Congenital Fiber Type Disproportion, also known as CFTD, is a rare genetic disorder that affects the skeletal muscles. The spelling of this term can be explained using IPA phonetic transcription. "Con-juh-nuh-tl" represents the pronunciation of "congenital," while "fy-ber" and "type" are pronounced as "fahy-ber" and "tahyp," respectively. "Dis-pro-pawr-shuh n" is pronounced as "dis-pruh-pawr-shuh n," with the stress on the second syllable. This complex term highlights the need for precise spelling and pronunciation in the medical field.

CONGENITAL FIBER TYPE DISPROPORTION Meaning and Definition

  1. Congenital Fiber Type Disproportion (CFTD) is a rare genetic muscle disorder characterized by an abnormal proportion of muscle fiber types within skeletal muscles. It is present at birth (congenital) and affects the size and metabolism of different types of muscle fibers.

    In individuals with CFTD, there is an imbalance in the size and distribution of type I and type II muscle fibers. Type I fibers, also known as slow-twitch fibers, are responsible for endurance activities, while type II fibers, or fast-twitch fibers, enable quick and powerful movements. This disproportion results in various muscle-related symptoms.

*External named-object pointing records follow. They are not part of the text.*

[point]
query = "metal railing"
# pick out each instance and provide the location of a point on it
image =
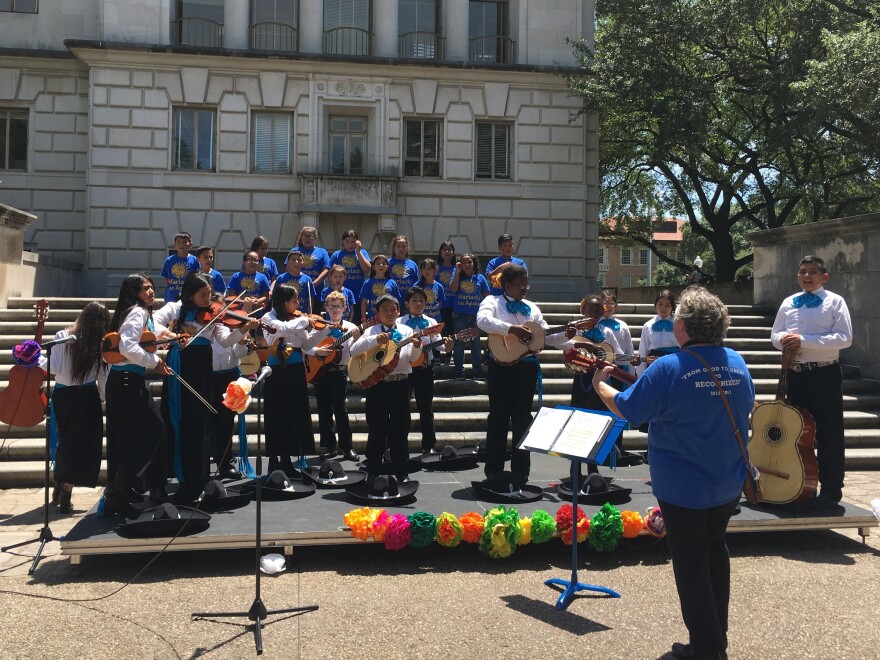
(493, 48)
(347, 41)
(421, 46)
(198, 32)
(277, 37)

    Common signs of CFTD often involve muscle weakness, hypotonia (low muscle tone), delayed motor skills, and a decreased ability to perform physical activities compared to typically developing individuals of the same age. Additional symptoms may include joint stiffness, contractures, and scoliosis. In some cases, the respiratory muscles may also be affected, leading to breathing difficulties.

    CFTD is caused by mutations in specific genes that play a crucial role in the development and function of muscle fibers. It can be inherited in an autosomal dominant or autosomal recessive manner, depending on the responsible gene and its pattern of inheritance.

    Diagnosis of CFTD typically involves a thorough clinical evaluation, including physical examination, medical history, and muscle biopsy. Genetic testing may also be employed to identify the specific gene mutation.

    While there is currently no cure for CFTD, treatment approaches aim to manage symptoms and improve quality of life. These may include physical therapy, assistive devices to aid mobility, respiratory support if needed, and other supportive measures.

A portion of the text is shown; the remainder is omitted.